Yeah, the answer is almost always going to be a better planning process for our assets.

But if we start by taking something from inside AM, like ISO 55000 or GFMAM 40 Subjects, and use that as a basis to propose priorities for implementation, we are doing what asset people have too often done before.

Ignoring the business priorities. Not being aligned, right from the start.

Instead, the first thing is to make sure we really understand the organisational challenges, by talking with the people at the top. They won’t always be crystal clear, but that’s the right terrain to start with. Perhaps we’ll even be able to assist in articulating the challenges.

Then talk about what we can realistically do with AM to meet them.*  

The gap assessment we require is the gap between what AM could usefully do for our organisation and what we are actually achieving at the moment.

*In my mind, there is very little chance that the corporate priorities for infrastructure won’t require good Asset Management, urgently.  We are definitely not at risk of talking ourselves out of a job.

Let’s Face it: it’s Mostly Strategy

From script by Lou Cripps

Bad news for techies, but infrastructure is mostly money, business and politics.

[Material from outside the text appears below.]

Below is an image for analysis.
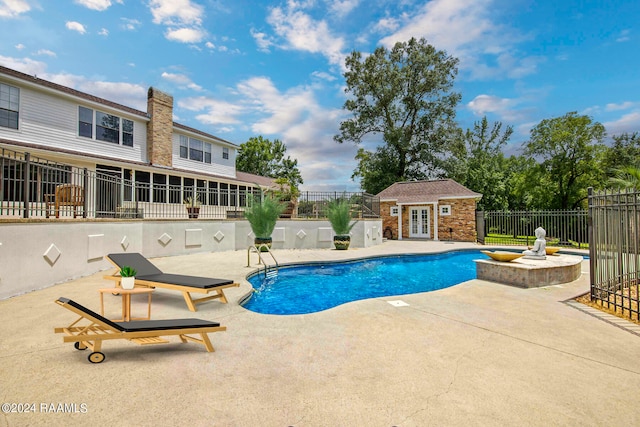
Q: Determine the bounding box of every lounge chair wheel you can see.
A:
[88,351,104,363]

Yes, Asset Management is about making better decisions on our physical assets. But not just any decisions: the wider, longer-term, strategy and co-ordination that organisations struggle with.

Operations already take care of immediate responses. Engineers are more than happy to focus on the technical details. Finance counts the money – but struggles to do more because it doesn’t get the honest information about the assets that it needs.

The gap that Penny Burns identified in 1984 was, first of all, planning for capital renewals to maintain the infrastructure base we already have, beyond the next year.  A need most people didn’t even notice, let alone take on to fill.

In the forty years since, Penny has talked extensively about decisions for new infrastructure as well. About how the overall system needs to change to meet changing demands for service. And the impact of physical assets on the economy, the environment, our communities.

In other words, Strategic Asset Management.

In the past few years I have been asked to develop webinars and other support for better asset strategy and planning. My fundamental message is A. Strategy and planning are not the same, and B. they are complementary, and we need them both.

Over the next few weeks, we’d like to explore them both further. Starting with understanding why organisations are so bad at them.

  • Asset Management planning is about the allocation of budget and resources. It therefore has plenty of opponents who only care that their own projects and assets get the money.
  • Asset Management strategy requires standing back to think strategically, which many people (including CEOs) are not good at doing.
  • There isn’t a formula, or a template. There are good questions, but some of them are hard, and many of them require saying no to some things, and some people. Not going along with the political clamour for simplistic solutions.
  • There are vested interests – some of it bordering on corruption (who will make money from this decision?) And more who feel challenged on how they have done things in the past. Even on what they were trained to do.

What are your experiences of asset planning? What works – and what gets in the way?

Is any of it really a technical problem we can solve at our desks?